At a conceptual level Blueberry Garden is an attempt to create an ecosystem. There are berries growing on trees and the inhabitants of the garden eat them. From the seeds more trees grow. Birds fly around, the elf-like creatures and the moose scurry here and there deliriously. The world of Blueberry Garden is quite abstract; we never truly get an overview of the space or where we are in this world. Like real life, it is only the space around us that is visible at any time. We begin at the ‘home’ a disembodied door in the middle of the garden, and over time we understand that it is really a sort of elevator taking us to higher levels. Home is also accessible at all times and a place where we accumulate all the collected objects.

It is a world that can clearly exist without the protagonist; we are almost incidental. Even when our actions affect some events, most things continue as before – response, if at all, is negligible. Sometimes we are even hindered, like the elf-creatures and the birds that eat up the blueberries before us, or a random bird that bumps into us in the sky. Early on we stumble upon the goal of the quest, and each time the discovery of an object is like a glorious epiphany. Unlike a quest, however, we hardly feel any sense of urgency throughout the game. Despite the impending doom, the lilting music and the lazy, meandering pace makes the game more of a holiday exploration than a race against time. Blueberry Garden uses the game elements quite cleverly and successfully to break the standard rules of game design and create an effect that is almost cinematic.

AS CINEMA
The game essentially tells a metaphorical story about traveling through life and thinking independently. Although as the player we need to assume the role of a nameless odd character to embark on the quest, the experience of becoming such a character goes beyond simple role-play and feels completely in character with the world we’re about to engage in.
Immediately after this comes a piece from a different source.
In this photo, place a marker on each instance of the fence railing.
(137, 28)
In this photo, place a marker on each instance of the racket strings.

This beaked character is faintly reminiscent of Buster Keaton with his deadpan expression, and the game, if visualized in monochrome, could be a silent film from the early days of cinema.

The offbeat visual style, the music and the pacing of the game all contribute significantly to creating a lyrical cinematic experience of travelling through this intricately drawn world where anything can happen. There is no sense of urgency here, no race against time, no clock ticking – the game meanders with the measured pace of a film. It implies somehow that the journey is more important than the achievement; and the experience of the quest is therefore larger than the goal itself.

Like cinema, we as the player/audience are allowed ample room for thought, and to interpret the game in our own way. In a film, it is the protagonist who evolves as the film progresses; here it is the player who may grow through the process of playing the game and recapture some lost innocence.

Erik Svedäng has used his design sensibilities cleverly to create a game that is unconventional in its philosophy as well as in it’s making, standing out from others in its genre in what it asks from its players. Blueberry Garden can be truly enjoyed when approached with a curious soul and a ‘suspension of disbelief’. In this magical place, the player is required to be able to deal with a lot of ambiguity, almost like real life. There is no zooming out here, no way of seeing what the garden in its entirety looks like. Even when the game is over, we never find all the answers; there is no ‘one’ truth that we can achieve.